I am happy to put up a small bounty if you or anyone else is able to dedicate some time to resolve these two use cases in a timely manner.
Further investigation shows that the database loses b_contact when the called side sends the session timer reINVITE.
At beginning of the call:
``` *************************** 1. row *************************** id: 762 rectime: 2017-03-08 09:29:13 s_method: INVITE s_cseq: 2 a_callid: DaDWA2PfEHrzY2yHo-7UmQ.. a_uuid: atpsh-58bf061d-69c4-4 b_uuid: btpsh-58bf061d-69c4-4 a_contact: sip:xxxxxxxxx@10.50.50.50:32709;transport=UDP b_contact: sip:2500991234@10.20.0.224:5060 as_contact: sip:atpsh-58bf061d-69c4-4@10.10.0.180 bs_contact: sip:btpsh-58bf061d-69c4-4@10.10.0.180 a_tag: 976c020a b_tag: as22aeaf5f a_rr: b_rr: sip:10.10.0.177:5065;lr=on s_rr: sip:10.10.0.180;lr;ftag=976c020a;dv=aae.5ab1 iflags: 2 a_uri: b_uri: r_uri: a_srcaddr: b_srcaddr: a_socket: b_socket: ```
If the call is ended at this point, the BYE is sent correctly.
However, when the called side's session timer expires and it sends a reINVITE, the database changes to this:
``` *************************** 1. row *************************** id: 762 rectime: 2017-03-08 09:29:13 s_method: INVITE s_cseq: 2 a_callid: DaDWA2PfEHrzY2yHo-7UmQ.. a_uuid: atpsh-58bf061d-69c4-4 b_uuid: btpsh-58bf061d-69c4-4 a_contact: sip:xxxxxxxxx@10.50.50.50:32709;transport=UDP b_contact: <--- this is now blank as_contact: sip:atpsh-58bf061d-69c4-4@10.10.0.180 bs_contact: sip:btpsh-58bf061d-69c4-4@10.10.0.180 a_tag: 976c020a b_tag: as22aeaf5f a_rr: b_rr: sip:10.10.0.177:5065;lr=on s_rr: sip:10.10.0.180;lr;ftag=976c020a;dv=aae.5ab1 iflags: 2 a_uri: b_uri: r_uri: a_srcaddr: b_srcaddr: a_socket: b_socket: ```
If the call is ended by the caller after this, it sends `BYE sip:10.10.0.177:5065;lr=on SIP/2.0` instead of `BYE sip:2500991234@10.20.0.224:5060 SIP/2.0` as expected.
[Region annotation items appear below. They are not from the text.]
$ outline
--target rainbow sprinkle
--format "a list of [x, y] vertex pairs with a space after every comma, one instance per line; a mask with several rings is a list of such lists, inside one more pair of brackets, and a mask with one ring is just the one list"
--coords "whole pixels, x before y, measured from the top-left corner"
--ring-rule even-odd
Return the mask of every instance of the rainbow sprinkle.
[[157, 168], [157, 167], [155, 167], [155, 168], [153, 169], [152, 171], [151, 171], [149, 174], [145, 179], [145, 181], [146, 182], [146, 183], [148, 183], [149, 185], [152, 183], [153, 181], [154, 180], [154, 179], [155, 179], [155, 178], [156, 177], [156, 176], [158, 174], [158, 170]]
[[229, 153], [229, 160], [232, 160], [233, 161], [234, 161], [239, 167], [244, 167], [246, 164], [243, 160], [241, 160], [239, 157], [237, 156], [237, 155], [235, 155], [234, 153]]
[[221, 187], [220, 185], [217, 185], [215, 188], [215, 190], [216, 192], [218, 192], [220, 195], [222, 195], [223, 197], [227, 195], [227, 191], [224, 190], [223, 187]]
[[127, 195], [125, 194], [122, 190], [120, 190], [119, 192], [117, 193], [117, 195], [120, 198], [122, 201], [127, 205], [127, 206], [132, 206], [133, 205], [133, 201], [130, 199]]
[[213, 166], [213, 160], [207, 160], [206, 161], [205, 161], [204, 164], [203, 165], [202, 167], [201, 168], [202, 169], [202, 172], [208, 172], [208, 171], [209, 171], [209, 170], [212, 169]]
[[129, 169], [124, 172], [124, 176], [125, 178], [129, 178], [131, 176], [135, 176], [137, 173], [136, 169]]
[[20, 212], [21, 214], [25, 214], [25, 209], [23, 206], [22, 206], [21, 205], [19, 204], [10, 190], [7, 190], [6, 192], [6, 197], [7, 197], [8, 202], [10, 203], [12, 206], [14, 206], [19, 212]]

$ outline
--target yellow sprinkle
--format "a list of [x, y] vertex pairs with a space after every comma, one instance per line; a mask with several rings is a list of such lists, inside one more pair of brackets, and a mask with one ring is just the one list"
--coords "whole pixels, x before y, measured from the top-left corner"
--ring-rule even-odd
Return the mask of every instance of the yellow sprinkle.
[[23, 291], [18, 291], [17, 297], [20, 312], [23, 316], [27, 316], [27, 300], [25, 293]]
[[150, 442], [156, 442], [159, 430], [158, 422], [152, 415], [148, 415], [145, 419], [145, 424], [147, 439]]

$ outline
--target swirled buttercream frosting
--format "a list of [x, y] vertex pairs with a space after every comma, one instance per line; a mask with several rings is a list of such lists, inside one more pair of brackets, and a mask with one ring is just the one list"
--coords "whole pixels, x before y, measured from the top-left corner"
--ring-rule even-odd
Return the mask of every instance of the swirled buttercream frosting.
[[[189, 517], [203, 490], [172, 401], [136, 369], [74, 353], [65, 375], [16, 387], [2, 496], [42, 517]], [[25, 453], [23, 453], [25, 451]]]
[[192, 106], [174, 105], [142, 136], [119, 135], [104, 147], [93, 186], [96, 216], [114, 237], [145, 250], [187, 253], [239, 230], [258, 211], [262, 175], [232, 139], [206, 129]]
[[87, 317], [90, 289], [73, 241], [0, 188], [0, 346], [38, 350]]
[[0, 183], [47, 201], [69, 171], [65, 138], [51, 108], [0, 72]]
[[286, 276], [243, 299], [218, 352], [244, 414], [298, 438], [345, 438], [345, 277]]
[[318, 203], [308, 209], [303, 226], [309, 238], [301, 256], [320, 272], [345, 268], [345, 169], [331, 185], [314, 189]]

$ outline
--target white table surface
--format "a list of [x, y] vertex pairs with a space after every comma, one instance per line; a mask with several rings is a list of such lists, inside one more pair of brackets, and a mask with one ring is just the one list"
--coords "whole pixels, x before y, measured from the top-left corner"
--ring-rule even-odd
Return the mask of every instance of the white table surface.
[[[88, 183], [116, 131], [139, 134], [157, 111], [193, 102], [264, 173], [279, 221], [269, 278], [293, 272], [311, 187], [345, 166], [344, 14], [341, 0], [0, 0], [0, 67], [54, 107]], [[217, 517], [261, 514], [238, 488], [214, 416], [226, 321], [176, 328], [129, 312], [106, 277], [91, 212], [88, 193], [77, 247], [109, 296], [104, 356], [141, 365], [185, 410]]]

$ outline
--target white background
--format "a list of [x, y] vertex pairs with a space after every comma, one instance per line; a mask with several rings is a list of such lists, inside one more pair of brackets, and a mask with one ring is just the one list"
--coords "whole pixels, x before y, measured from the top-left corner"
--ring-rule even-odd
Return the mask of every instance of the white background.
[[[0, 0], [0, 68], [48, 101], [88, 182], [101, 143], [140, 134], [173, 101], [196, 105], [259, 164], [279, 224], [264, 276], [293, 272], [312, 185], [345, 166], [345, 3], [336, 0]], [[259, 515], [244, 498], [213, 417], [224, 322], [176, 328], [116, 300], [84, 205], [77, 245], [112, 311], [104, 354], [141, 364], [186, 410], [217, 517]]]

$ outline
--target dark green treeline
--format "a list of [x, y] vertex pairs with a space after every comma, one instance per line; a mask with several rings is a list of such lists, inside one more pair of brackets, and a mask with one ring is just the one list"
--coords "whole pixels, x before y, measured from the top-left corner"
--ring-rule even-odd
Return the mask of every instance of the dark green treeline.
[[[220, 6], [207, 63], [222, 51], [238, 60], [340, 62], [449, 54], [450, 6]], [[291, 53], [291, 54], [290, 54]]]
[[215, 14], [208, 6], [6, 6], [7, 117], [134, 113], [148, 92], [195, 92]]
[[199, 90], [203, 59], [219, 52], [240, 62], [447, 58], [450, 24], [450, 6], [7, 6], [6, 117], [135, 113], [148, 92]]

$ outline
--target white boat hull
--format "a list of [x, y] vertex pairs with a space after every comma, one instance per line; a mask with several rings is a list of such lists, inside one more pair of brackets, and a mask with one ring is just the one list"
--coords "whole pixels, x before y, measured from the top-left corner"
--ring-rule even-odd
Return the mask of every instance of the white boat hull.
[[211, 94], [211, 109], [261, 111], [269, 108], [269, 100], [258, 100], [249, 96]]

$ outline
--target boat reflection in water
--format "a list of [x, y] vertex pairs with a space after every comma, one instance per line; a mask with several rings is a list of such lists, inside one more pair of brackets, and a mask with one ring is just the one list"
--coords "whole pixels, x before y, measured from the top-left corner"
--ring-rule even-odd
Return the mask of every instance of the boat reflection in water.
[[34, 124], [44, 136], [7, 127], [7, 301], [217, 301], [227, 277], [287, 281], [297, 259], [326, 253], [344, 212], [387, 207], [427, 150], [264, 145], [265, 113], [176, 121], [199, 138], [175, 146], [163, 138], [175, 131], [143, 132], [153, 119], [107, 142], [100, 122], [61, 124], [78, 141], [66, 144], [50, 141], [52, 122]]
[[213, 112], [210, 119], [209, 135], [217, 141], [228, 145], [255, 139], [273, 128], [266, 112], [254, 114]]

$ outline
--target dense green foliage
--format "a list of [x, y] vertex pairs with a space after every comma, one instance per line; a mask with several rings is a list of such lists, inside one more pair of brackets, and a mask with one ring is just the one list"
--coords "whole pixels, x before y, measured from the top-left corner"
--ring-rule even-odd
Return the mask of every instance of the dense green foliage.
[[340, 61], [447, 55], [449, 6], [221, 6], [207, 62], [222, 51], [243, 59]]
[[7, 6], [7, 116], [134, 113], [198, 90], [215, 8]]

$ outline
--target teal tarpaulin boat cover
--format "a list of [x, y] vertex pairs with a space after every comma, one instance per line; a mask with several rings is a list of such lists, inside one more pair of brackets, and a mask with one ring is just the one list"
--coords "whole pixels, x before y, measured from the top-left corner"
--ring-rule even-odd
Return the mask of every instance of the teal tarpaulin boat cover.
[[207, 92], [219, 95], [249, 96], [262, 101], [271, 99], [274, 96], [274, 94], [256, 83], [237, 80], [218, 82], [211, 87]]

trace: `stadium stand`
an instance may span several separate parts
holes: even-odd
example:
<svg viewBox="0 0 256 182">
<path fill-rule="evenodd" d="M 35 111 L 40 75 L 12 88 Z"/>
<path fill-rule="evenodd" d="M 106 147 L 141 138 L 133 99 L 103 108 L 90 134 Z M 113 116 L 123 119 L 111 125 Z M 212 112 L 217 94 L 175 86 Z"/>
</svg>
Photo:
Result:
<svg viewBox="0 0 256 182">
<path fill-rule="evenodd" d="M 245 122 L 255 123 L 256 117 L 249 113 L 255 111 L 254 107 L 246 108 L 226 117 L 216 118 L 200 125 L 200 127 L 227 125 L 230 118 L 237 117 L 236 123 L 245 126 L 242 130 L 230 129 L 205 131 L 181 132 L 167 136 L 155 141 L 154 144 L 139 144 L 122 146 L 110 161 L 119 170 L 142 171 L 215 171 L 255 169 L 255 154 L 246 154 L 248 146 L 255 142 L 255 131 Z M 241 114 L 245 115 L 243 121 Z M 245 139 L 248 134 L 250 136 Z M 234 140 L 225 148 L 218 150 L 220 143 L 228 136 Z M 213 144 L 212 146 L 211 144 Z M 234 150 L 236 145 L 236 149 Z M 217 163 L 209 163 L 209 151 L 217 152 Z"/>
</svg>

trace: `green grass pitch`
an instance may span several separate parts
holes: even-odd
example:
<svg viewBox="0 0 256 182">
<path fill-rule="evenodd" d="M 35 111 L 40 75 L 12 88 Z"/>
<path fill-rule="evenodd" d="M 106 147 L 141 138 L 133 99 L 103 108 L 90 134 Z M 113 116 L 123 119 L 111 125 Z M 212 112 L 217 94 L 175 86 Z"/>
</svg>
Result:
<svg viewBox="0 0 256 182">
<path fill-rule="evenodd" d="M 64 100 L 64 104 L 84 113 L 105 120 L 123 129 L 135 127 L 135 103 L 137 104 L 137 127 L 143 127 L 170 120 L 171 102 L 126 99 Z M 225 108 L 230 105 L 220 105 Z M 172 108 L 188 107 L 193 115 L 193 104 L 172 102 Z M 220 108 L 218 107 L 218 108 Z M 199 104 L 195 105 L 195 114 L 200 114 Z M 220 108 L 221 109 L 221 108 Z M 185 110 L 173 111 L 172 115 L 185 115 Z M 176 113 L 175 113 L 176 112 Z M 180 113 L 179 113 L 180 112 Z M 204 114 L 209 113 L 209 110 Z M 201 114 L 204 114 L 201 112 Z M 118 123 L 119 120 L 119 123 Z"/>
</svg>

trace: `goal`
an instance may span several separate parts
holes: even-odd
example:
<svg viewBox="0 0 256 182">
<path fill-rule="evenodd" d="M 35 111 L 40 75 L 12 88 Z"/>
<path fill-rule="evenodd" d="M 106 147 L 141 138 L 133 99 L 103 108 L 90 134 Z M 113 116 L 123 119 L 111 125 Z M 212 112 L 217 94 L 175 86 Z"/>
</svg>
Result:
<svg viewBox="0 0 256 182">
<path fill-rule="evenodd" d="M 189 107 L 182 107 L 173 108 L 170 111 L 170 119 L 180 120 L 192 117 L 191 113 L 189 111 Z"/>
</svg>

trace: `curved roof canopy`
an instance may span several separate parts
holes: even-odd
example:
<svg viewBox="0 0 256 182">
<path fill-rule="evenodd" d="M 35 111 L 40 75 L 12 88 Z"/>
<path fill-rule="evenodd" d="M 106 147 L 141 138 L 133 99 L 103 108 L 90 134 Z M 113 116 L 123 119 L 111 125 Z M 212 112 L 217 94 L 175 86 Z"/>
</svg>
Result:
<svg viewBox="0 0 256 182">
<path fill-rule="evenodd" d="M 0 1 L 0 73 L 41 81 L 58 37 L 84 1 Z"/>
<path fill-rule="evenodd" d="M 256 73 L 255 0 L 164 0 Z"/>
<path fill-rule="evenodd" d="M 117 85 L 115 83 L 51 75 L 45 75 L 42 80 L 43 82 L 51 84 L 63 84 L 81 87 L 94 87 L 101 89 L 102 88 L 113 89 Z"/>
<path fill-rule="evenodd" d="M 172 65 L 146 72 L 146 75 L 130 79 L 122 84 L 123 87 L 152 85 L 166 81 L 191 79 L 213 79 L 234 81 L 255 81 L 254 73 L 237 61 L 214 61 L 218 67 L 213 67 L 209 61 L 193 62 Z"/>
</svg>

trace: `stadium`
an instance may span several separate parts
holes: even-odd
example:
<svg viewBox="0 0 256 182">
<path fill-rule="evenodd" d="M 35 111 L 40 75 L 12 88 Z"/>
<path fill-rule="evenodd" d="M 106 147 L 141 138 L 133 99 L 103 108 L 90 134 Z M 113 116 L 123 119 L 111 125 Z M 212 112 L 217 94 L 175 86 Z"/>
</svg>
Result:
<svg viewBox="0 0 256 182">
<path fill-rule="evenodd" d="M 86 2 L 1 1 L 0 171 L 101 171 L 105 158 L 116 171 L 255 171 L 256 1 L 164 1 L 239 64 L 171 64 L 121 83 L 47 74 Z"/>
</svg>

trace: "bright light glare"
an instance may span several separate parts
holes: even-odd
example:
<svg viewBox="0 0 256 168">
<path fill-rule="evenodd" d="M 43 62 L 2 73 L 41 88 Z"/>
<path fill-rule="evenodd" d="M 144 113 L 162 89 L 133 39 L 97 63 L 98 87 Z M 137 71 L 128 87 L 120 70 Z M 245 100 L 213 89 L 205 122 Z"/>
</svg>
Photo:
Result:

Thanks for troubleshooting further -- the new details gave me a direction where to investigate and I think I found where the issue resides. I will try to come up with a patch for it.
I will change the things in module as per your requirements
Can you try with latest master or applying also the patch referenced above?
Looks good so far, thanks!
Doing some more in depth testing to make sure there aren't any negative side affects.
I haven't come across any regressions and all tests are now working as expected.
Closed #1005.
ok - thanks for testing. Out of curiosity, have you stress tested for performances, or just the typical call flows?
Just tested with a few concurrent calls with our setup to make sure various scenarios were handled correctly (ie. call hold, session timers, hang ups, call refusals). Didn't do any stress tests or simulated things like database failures, etc.